Clinical Trials of PDGFR Inhibitors in Cancer Patients

Numerous clinical trials have been conducted to evaluate the safety and efficacy of PDGFR inhibitors in cancer patients. Imatinib was the first PDGFR inhibitor approved for the treatment of GISTs, and it has significantly improved the prognosis of patients with GISTs harboring c-KIT or PDGFRα mutations. However, some patients develop resistance to imatinib over time, often due to secondary mutations in PDGFRα or c-KIT. This has led to the development of second-generation PDGFR inhibitors, such as regorafenib and ripretinib, which have shown efficacy in imatinib-resistant GISTs. In addition, PDGFR inhibitors have also been evaluated in other cancers, such as lung cancer, breast cancer, glioblastoma, and hematological malignancies. For example, clinical trials have shown that sunitinib is effective in the treatment of advanced renal cell carcinoma, in part by inhibiting PDGFR-mediated angiogenesis. However, the efficacy of PDGFR inhibitors varies depending on the type of cancer and the specific PDGFR mutation profile of the tumor, emphasizing the importance of biomarker-driven patient selection.
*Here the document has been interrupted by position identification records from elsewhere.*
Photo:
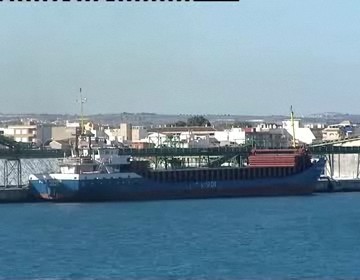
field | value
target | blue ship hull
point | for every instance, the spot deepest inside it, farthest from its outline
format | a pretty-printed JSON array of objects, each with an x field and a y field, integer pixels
[{"x": 140, "y": 188}]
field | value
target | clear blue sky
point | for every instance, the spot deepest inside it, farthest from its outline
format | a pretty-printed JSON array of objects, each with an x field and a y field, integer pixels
[{"x": 247, "y": 57}]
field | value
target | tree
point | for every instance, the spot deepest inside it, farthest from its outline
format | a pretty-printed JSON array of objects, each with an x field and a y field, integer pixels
[{"x": 198, "y": 121}]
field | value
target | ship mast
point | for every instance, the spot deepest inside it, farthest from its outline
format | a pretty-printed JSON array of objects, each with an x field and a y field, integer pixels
[
  {"x": 82, "y": 101},
  {"x": 292, "y": 125}
]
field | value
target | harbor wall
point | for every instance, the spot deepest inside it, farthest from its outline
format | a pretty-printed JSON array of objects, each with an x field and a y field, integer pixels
[{"x": 28, "y": 166}]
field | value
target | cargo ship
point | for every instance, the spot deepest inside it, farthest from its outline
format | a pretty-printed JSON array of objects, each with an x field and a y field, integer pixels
[{"x": 102, "y": 174}]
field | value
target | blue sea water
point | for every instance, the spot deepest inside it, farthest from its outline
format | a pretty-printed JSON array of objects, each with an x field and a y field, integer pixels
[{"x": 284, "y": 237}]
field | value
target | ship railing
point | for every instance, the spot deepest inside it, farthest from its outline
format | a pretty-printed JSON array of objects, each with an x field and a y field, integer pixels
[{"x": 76, "y": 161}]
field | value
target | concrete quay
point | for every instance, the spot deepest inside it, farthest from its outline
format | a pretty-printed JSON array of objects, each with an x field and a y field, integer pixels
[{"x": 15, "y": 194}]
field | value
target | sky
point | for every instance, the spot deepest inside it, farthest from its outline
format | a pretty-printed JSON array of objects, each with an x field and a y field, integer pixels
[{"x": 253, "y": 57}]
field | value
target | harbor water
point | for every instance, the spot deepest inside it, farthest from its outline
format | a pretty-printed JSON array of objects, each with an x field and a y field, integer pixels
[{"x": 282, "y": 237}]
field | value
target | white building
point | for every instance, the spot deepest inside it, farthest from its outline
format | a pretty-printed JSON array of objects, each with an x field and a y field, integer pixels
[{"x": 302, "y": 134}]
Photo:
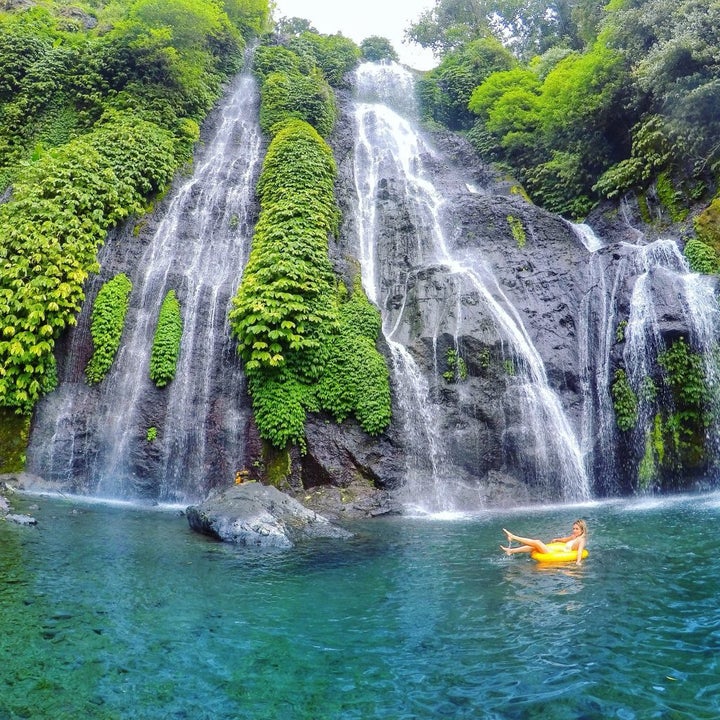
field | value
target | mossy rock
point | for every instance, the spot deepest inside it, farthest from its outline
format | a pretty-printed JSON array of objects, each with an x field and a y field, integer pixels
[
  {"x": 14, "y": 433},
  {"x": 707, "y": 225}
]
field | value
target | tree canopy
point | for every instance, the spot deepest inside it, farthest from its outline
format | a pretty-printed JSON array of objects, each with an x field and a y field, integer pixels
[{"x": 581, "y": 99}]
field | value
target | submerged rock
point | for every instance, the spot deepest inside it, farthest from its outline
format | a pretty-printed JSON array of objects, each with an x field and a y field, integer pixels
[{"x": 261, "y": 516}]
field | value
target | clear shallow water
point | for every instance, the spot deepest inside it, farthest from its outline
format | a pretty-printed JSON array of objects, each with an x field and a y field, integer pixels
[{"x": 116, "y": 612}]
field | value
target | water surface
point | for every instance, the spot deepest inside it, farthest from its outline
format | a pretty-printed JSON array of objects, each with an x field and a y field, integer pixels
[{"x": 121, "y": 612}]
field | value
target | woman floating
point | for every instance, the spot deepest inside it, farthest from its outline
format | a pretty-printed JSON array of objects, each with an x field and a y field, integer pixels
[{"x": 570, "y": 547}]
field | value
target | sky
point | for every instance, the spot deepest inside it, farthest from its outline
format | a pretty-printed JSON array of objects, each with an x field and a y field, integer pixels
[{"x": 359, "y": 19}]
Challenges and Future Directions in PDGFR Inhibitor Research

Despite the significant progress in PDGFR inhibitor research, several challenges remain. One of the main challenges is the development of drug resistance, which limits the long-term efficacy of PDGFR inhibitors. Secondary mutations in PDGFR, activation of alternative signaling pathways, and tumor microenvironment changes are among the main mechanisms of resistance. Another challenge is the off-target effects of multi-targeted PDGFR inhibitors, which can lead to adverse events such as hypertension, fatigue, and gastrointestinal toxicity. Future research directions include the development of more selective PDGFR inhibitors that target specific PDGFR isoforms or mutations, the identification of novel biomarkers for predicting response to PDGFR inhibitors, and the combination of PDGFR inhibitors with other therapeutic agents (such as immunotherapies) to overcome resistance and improve efficacy. In addition, further studies are needed to understand the role of PDGFR signaling in the tumor microenvironment and its interaction with immune cells, which may provide new opportunities for the development of combination therapies.
In conclusion, PDGFR inhibitors have become an important class of targeted therapeutic agents in cancer treatment, with significant progress made in understanding their mechanism of action, developing novel inhibitors, and optimizing their clinical application. The identification of PDGFR mutations and the characterization of PDGFR signaling pathways have provided critical insights into the molecular basis of cancer, guiding the development of personalized therapeutic strategies. Despite the challenges, ongoing research in PDGFR inhibitors holds great promise for improving the prognosis of cancer patients with dysregulated PDGFR signaling.